Los gremios se garantizan con la suba del mínimo no imponible, unos $ 3 millones como piso para sus obras sociales.

Definidos el monto y el mecanismo de incremento del salario mínimo, el resto fue diseñar la puesta en escena para que el anuncio de ayer parezca fruto de una negociación multisectorial entre 16 representantes empresarios y otros 16 sindicalistas liderados por Moyano.

  • Críticas

    Temprano, en su ingreso a la reunión de la mañana, Moyano se había dedicado a criticar a los empresarios con frases clásicas de ocasión. «Como siempre tienen mala predisposición» o «los salarios no provocan inflación», disparaba el camionero desde el asiento de acompañante del automóvil oficial del gremio. En sintonía con su jefe, el judicial Julio Piumatto completaba los conceptos. «Los empresarios tienen que usar la misma calculadora para calcular ganancias y pagar a los trabajadores» y «hay que ver si ellos pueden mantener a sus familias con los niveles de salarios que pagan», repetía inmutable el canoso e histórico sindicalistade la CGT oficial moyanista. Hugo Yasky no quiso quedarse atrás, y fijo posición. Además de pedir el mínimo vital y móvil en unos $ 1.550 mensuales, dijo que cuando vienen a este tipo de eventos, los empresarios «antes de discutir se cosen los bolsillos».

    Menos suerte tuvo el delegado de la UIA, Daniel Funes de Rioja, quien en la vereda del Ministerio de Trabajo volvió a proponer la idea de la entidad empresaria de fijar diferentes salarios mínimos según la región. «No es lo mismo un trabajador del Noroeste que otro de algún centro urbano» decía el abogado laboralista. Cuando la propuesta llegó a la mesa de trabajo del Consejo, Moyano fue simple, claro y directo. «No», contestó el camionero y dio por cerrada esa discusión.

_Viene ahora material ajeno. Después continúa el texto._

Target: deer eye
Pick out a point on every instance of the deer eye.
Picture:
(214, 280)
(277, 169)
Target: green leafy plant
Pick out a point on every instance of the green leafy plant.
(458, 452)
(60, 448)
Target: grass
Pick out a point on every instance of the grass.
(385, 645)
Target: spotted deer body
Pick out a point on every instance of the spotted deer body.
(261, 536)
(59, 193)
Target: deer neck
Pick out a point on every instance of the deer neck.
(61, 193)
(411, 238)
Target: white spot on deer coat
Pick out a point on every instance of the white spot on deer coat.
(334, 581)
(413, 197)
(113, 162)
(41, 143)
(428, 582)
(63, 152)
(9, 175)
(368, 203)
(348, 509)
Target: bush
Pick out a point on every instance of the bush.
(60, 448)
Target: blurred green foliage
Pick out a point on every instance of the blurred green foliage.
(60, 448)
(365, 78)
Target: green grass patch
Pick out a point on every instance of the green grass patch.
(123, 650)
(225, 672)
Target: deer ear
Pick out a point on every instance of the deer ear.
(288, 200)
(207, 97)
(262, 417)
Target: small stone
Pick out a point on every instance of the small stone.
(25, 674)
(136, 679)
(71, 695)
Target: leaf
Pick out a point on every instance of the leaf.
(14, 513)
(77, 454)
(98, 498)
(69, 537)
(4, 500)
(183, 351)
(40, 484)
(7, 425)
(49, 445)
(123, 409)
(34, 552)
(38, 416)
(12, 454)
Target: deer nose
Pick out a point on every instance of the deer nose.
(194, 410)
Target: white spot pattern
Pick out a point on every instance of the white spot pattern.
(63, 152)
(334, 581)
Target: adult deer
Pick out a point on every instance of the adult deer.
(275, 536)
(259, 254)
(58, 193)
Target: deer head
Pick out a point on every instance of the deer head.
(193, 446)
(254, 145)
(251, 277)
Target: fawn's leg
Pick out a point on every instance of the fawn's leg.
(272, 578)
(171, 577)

    Para conocer una nueva declaración empresaria de cierto peso hubo que esperar al final de las negociaciones. Luego de las presentaciones del aumento del salario mínimo, cosa que hicieron Tomada y Moyano, Lascurain tomó la palabra. No habló de la medida, sino que se dedicó ponderar a los negociadores argentinos en la ronda de Doha, en Ginebra, muy lejos geográfica y temáticamente de lo que se discutió ayer en el Ministerio de Trabajo.